Not only will your ex leave you broken-hearted, there's a horrible chance that they could leave you broke too. A new study has revealed that over two million people have suffered financially, when an ex-partner ran up a debt on a shared credit card - averaging £457 - and that's just the start of it.
In addition to a collective £1.2 billion in credit card debts, ex-partners have run up £313 in joint accounts, £463 in mortgage debt, and £327 on shared online shopping accounts.
The figures were revealed by uSwitch.com, which discovered that love-struck Brits aren't taking sensible precautions at the start of their relationship. One in five of them had absolutely no idea of their partner's financial history before they opened a joint account with them.

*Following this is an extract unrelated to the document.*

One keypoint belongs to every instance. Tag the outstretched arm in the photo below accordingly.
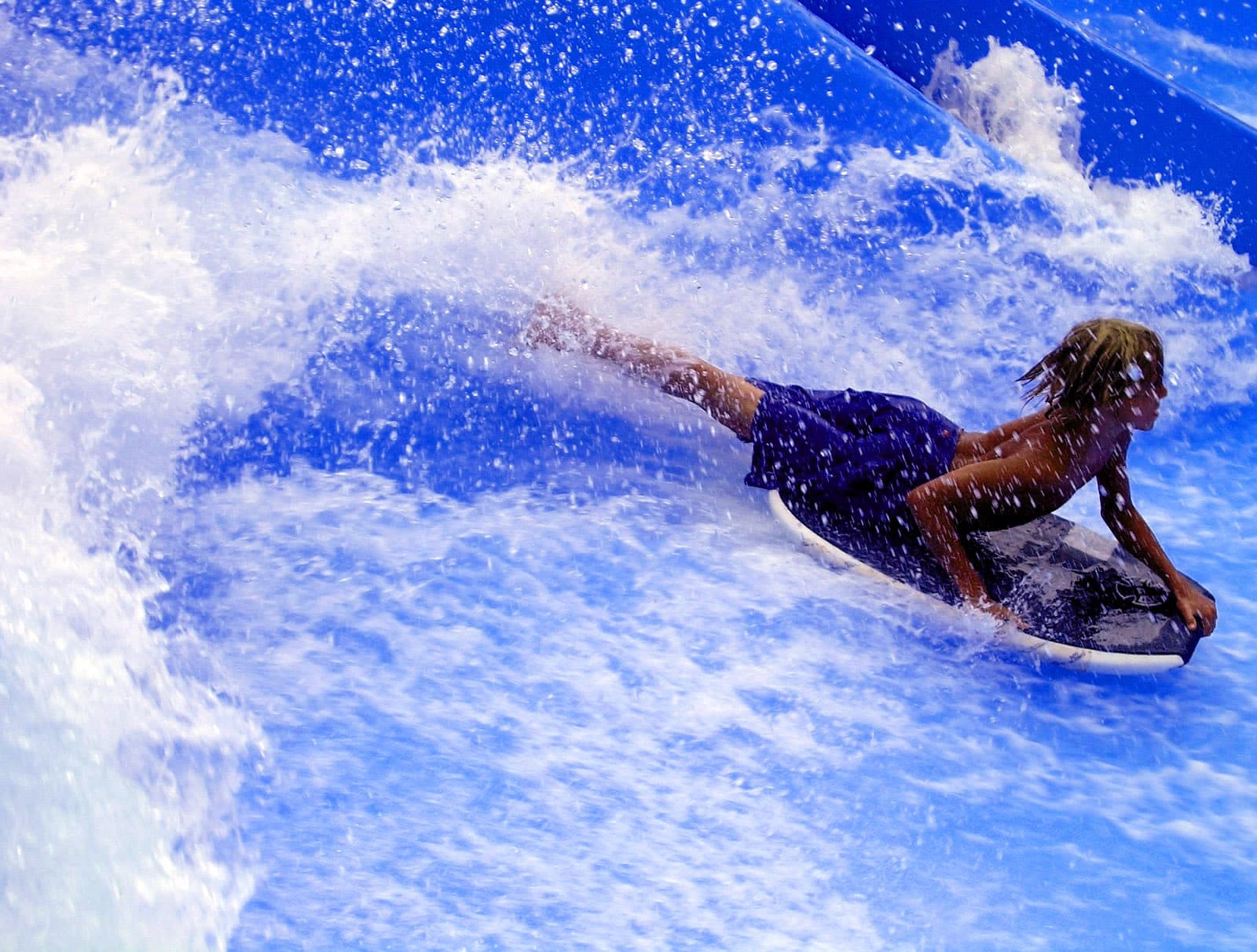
(1129, 528)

Admittedly, it's not a very romantic question to ask a new partner, but failing to do so can have devastating consequences. Half of those who shared financial products with an ex-partner think it had a significant effect on their own finances. As well as the potential for a vindictive ex to run up debts in your name, there's also the effect they will have on your credit score. Almost a third of people say their credit score dropped as a result of a joint financial product.
Even more alarmingly, when a relationship has broken down, people aren't taking the right approach to securing their finances. More than two thirds of people who have shared a financial product with a former partner say it is still open five years after the split. Meanwhile a third who shared their PIN with their partner haven't found the time to change it, and a fifth who shared a credit card said it remained active when they went their separate ways.

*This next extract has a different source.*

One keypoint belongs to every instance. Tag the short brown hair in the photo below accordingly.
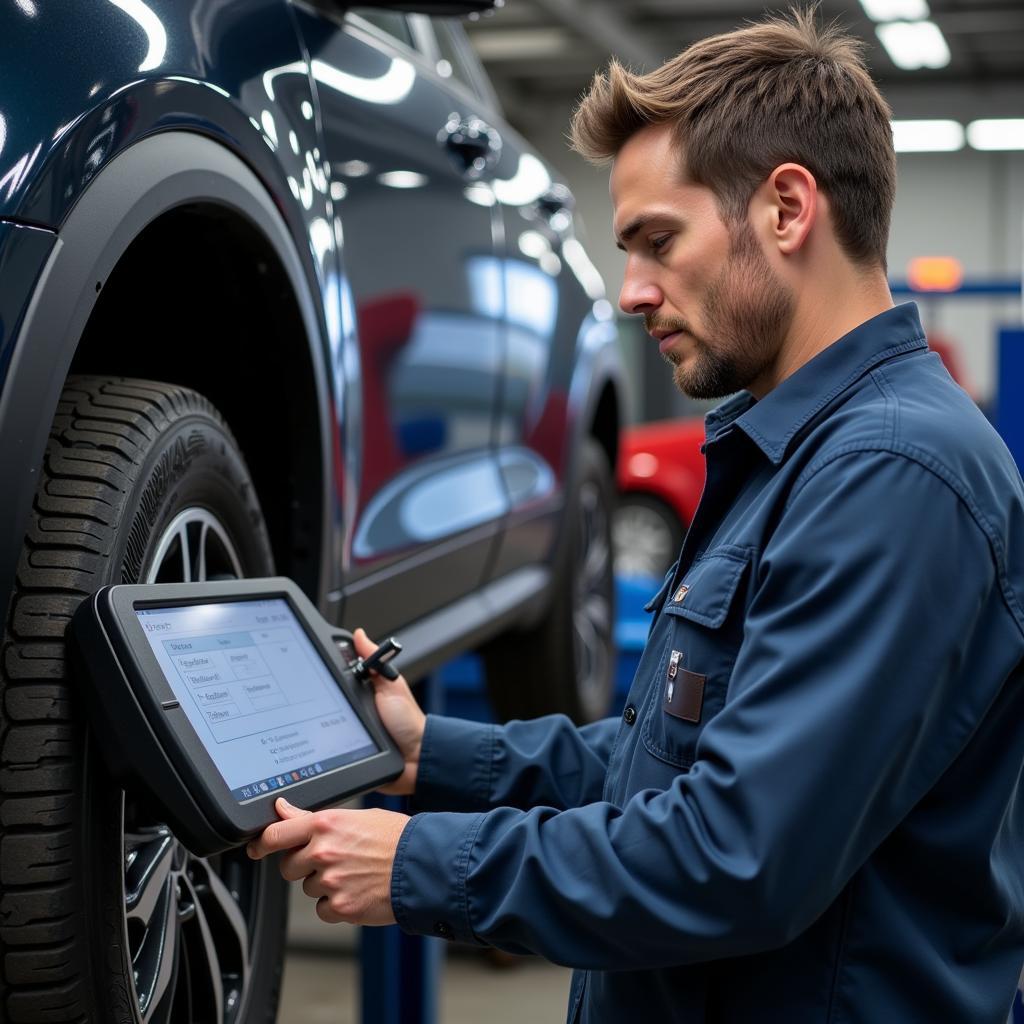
(781, 90)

Regardless of how amicable the split is, this is a highly dangerous approach. The financial effects of a break-up can last even longer than the emotional ones if your ex chooses to use the opportunity to spend money your name. Two fifths of people took more than six months to clear the debt, while one in ten took more than five years to get back in the black.
Even when the accounts are closed and the debt is cleared, there's a risk that your ex could be damaging your credit score. When you take out any kind of product together, the credit scoring agencies will link you on their systems. So if your ex goes on to make terrible mistakes with borrowing and spending, you could be dragged down with them. After a split, therefore, it's worth getting in touch with the likes of Experian, Equifax, and Callcredit and recording the fact you are no longer together.
As Frankcom says: "The reality is that couples can remain financially linked by their credit report long after a relationship breaks down and an account has been cancelled. If you do nothing else, make sure you keep a check on your own credit report so you can spot anything unusual on it. If you do break up with your partner, make sure to close all shared accounts and contact each of the three main credit agencies to remove any financial links between you and your ex."